Everything begins with your maintenance calories — your TDEE, the amount that keeps your weight steady. To lose weight, you eat below it; to gain, above it. The calculator works out maintenance from your body and activity, then offsets it for each goal.

What a safe deficit looks like

A deficit of about 250–500 calories a day produces a steady loss of roughly 0.25–0.5 kg per week. That may sound slow, but it is the pace most people can sustain, and it protects muscle far better than aggressive cuts. Bigger deficits lose weight faster on paper but are much harder to maintain and often rebound.

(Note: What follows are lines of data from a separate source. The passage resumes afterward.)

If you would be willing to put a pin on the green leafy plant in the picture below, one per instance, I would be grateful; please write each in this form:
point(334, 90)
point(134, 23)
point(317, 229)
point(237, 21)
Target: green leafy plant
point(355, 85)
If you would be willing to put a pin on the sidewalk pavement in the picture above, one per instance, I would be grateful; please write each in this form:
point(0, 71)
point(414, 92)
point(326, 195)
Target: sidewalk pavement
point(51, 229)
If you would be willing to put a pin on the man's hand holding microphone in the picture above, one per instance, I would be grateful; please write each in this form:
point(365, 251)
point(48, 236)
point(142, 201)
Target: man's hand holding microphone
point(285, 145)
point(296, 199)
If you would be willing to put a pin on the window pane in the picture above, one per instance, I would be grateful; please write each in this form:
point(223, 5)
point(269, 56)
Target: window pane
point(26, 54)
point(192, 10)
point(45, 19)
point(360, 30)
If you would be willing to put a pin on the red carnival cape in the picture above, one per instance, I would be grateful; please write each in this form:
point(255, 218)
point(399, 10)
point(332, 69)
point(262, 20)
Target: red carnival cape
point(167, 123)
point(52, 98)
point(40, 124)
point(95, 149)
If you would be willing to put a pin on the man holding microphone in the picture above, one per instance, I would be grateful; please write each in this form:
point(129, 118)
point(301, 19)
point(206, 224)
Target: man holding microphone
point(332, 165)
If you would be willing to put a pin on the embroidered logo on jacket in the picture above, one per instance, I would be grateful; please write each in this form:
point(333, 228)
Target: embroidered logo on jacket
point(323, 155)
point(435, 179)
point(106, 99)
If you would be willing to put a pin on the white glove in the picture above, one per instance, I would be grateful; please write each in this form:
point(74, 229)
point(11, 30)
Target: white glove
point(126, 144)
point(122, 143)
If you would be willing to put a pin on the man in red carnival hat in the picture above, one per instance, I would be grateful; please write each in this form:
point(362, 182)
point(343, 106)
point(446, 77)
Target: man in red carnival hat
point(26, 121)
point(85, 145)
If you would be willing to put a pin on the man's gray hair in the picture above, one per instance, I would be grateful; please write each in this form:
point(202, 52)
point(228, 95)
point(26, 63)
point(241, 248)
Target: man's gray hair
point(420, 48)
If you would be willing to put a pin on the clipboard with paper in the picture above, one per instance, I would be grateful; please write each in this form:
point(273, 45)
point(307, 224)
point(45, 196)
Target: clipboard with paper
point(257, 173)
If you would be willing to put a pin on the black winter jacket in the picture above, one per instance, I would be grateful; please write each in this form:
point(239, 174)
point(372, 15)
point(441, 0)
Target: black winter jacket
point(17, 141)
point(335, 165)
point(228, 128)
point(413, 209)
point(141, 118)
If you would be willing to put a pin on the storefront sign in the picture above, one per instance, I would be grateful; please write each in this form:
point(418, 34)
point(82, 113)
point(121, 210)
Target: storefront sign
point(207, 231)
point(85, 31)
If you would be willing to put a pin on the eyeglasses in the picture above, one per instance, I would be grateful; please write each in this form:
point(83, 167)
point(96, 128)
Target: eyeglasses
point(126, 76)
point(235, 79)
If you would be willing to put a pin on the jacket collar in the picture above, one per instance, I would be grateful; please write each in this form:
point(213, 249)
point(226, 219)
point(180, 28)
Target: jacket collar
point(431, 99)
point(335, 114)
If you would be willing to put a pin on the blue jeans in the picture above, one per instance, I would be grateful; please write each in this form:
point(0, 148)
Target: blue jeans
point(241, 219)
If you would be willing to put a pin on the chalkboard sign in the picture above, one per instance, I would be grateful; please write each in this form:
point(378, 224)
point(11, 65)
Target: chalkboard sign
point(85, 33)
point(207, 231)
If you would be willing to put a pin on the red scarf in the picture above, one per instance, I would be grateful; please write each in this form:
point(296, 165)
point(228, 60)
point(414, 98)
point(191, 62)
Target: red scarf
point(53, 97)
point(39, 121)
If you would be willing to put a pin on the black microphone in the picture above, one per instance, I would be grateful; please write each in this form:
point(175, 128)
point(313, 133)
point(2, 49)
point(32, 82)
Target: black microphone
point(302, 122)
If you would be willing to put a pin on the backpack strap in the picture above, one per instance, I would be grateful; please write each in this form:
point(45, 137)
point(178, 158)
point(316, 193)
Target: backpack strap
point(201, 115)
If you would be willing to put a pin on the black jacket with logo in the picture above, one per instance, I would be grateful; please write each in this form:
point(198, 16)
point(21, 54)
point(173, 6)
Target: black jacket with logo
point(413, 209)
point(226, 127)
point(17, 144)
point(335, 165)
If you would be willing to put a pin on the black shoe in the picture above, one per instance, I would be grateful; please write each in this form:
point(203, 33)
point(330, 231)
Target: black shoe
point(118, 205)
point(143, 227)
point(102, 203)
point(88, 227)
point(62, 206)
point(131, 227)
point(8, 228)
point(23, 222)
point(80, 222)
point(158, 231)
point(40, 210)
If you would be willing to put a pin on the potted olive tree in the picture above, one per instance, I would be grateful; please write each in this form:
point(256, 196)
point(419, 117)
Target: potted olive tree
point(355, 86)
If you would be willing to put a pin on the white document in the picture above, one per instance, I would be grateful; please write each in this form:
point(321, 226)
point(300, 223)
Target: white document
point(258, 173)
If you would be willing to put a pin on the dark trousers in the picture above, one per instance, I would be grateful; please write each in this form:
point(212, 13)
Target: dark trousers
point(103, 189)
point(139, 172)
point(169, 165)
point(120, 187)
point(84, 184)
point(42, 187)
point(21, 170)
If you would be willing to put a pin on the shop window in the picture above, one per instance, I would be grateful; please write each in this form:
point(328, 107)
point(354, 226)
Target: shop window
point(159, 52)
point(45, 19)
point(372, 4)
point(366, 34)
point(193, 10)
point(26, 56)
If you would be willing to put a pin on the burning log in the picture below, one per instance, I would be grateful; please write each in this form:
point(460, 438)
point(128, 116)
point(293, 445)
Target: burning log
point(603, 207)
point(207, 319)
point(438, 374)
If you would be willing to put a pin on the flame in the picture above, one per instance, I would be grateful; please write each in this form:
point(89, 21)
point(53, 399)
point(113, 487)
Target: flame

Why eating too little backfires

It is tempting to slash calories hard, but very low intakes work against you. They are difficult to stick to, make it hard to hit your protein and nutrient needs, and can strip muscle along with fat. Most adults should not go below roughly 1,200–1,500 calories without professional guidance.

Make it sustainable

The best calorie target is one you can follow for months, not days. Pick a moderate deficit, pair it with enough protein and some resistance training, and adjust based on real results. Set your starting numbers in the calorie calculator.

Frequently asked questions

How big should a calorie deficit be?
A deficit of 250–500 calories a day gives a steady loss of about 0.25–0.5 kg per week. That pace is sustainable and protects muscle better than crash dieting.
Why can eating too little backfire?
Very low intakes are hard to stick to, make it tough to get enough nutrients, and can cost muscle. Most adults shouldn't drop below roughly 1,200–1,500 calories without guidance.